A single read/write/edit tool API at the top flows into a path-dispatch router. Paths under /workspace/* route to the sandbox over RPC. Paths under /skills/* and /memory/* route to a Postgres database over SQL. One tool surface, two backends, invisible to the agent.

Why not just add tools

The obvious alternative is to give the agent memory_read and memory_write tools alongside read and write. That works, and it's what most people do. We did it ourselves before we had the virtualization layer.

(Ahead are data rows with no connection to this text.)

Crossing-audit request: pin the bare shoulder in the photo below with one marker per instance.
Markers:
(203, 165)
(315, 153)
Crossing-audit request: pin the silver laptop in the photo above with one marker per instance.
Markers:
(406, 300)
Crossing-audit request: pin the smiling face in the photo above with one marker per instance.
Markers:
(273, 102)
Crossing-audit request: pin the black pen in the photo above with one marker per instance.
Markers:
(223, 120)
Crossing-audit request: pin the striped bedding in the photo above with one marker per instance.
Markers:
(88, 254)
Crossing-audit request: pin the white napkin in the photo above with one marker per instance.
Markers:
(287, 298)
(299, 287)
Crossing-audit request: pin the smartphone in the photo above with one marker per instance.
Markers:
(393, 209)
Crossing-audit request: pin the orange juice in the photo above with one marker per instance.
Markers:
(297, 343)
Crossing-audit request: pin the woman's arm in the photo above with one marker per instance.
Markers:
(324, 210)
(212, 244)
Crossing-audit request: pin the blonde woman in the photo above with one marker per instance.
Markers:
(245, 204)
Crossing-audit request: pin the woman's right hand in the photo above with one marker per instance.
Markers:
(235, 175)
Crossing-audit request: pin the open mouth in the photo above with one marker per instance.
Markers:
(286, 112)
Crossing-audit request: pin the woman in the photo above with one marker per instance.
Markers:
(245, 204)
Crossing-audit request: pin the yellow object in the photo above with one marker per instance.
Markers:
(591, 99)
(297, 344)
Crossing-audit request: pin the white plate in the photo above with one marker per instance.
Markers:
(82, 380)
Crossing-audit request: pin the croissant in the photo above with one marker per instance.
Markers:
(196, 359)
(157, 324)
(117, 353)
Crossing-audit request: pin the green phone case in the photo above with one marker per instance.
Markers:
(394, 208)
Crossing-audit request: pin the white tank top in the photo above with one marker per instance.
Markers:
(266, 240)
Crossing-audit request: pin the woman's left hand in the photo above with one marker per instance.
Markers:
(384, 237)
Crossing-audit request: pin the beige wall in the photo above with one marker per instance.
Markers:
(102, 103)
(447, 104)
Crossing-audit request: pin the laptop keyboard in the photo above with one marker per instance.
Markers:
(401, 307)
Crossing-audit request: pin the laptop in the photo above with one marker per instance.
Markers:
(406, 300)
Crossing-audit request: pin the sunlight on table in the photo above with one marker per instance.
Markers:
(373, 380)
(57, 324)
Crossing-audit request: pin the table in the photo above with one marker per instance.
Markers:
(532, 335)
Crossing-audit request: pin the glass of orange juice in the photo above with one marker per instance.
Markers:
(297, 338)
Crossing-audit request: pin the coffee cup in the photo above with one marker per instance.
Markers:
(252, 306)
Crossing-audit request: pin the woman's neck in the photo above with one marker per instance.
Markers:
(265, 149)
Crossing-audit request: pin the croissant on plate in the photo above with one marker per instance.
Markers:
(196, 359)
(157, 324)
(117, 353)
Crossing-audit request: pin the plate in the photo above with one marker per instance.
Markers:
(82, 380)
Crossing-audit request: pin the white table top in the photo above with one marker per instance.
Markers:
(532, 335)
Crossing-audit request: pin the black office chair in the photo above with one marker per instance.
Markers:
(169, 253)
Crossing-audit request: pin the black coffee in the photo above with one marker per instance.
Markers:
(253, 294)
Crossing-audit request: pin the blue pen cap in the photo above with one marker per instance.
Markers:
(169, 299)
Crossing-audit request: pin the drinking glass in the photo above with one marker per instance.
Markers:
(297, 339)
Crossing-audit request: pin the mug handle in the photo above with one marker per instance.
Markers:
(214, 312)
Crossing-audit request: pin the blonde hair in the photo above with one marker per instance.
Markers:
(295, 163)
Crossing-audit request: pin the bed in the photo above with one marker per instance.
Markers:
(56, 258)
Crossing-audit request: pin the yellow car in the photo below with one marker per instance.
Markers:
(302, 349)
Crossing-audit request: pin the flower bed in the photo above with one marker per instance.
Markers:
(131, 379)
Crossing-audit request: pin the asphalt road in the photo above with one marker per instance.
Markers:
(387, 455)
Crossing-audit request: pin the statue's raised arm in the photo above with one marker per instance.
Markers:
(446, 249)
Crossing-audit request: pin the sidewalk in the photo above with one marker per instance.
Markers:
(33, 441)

The problem is that more tools make agents worse. Each tool dilutes the attention the model pays to every other tool, makes the prompt longer, and adds another decision the model has to make at every turn. Two tools that do almost the same thing, read and memory_read, are especially bad, because the model has to disambiguate them from context and will sometimes pick wrong.

The other reason matters more. Anthropic and everyone else training frontier models are almost certainly doing reinforcement learning on harnesses that look like Claude Code. That training shapes the models to be good at a specific API surface: read(path), write(path, content), edit(path, old, new). If you invent memory_read, you're off the trained path. You get whatever the model has learned in general, minus whatever it's learned about the exact conventions it was trained on.

The virtualized interface keeps the API surface the model was trained on and puts the database semantics where we need them on the backend.

What's still hard

The SOTA moves fast. Every few weeks a new pattern (subagents, plans, background tasks) lands in Claude Code or somewhere similar, and it almost always assumes a local filesystem. We can intercept most things, but there's always a gap between a new capability shipping and our virtualization layer handling it correctly. Not running stock Claude Code is a real cost.

We picked path prefixes (/skills/, /memory/) that mirror Claude Code's local layout, and that's probably going to bite us. Claude Code's layout is still moving, and we're one convention change away from having to migrate everything. The right answer might be to expose a different interface entirely. But see above: the whole point was to keep the interface identical to what the model was trained on.

Bash is a leak. The harness can intercept read('/skills/foo.md') because it's a structured tool call. But the agent also has a bash tool, and nothing stops it from running grep -r 'foo' /skills/ in a bash session. Bash bypasses the virtualization layer and hits the sandbox's real filesystem, where /skills/ doesn't exist. We handle this with two best-effort guards: the system prompt tells the agent not to use bash for virtualized namespaces, and we parse bash invocations with tree-sitter to catch calls that reach into those paths. Neither is airtight. It's good enough for now.

Consistency is the part we haven't answered. When two sessions in the same organization are both updating memory, what should they see? Strict serializability is tempting and probably wrong, because agents aren't databases and making one session block on another's write opens up deadlock patterns we don't have answers for. We're running last-writer-wins per key, which is fine for the cases we've hit and almost certainly going to break in ways we can predict.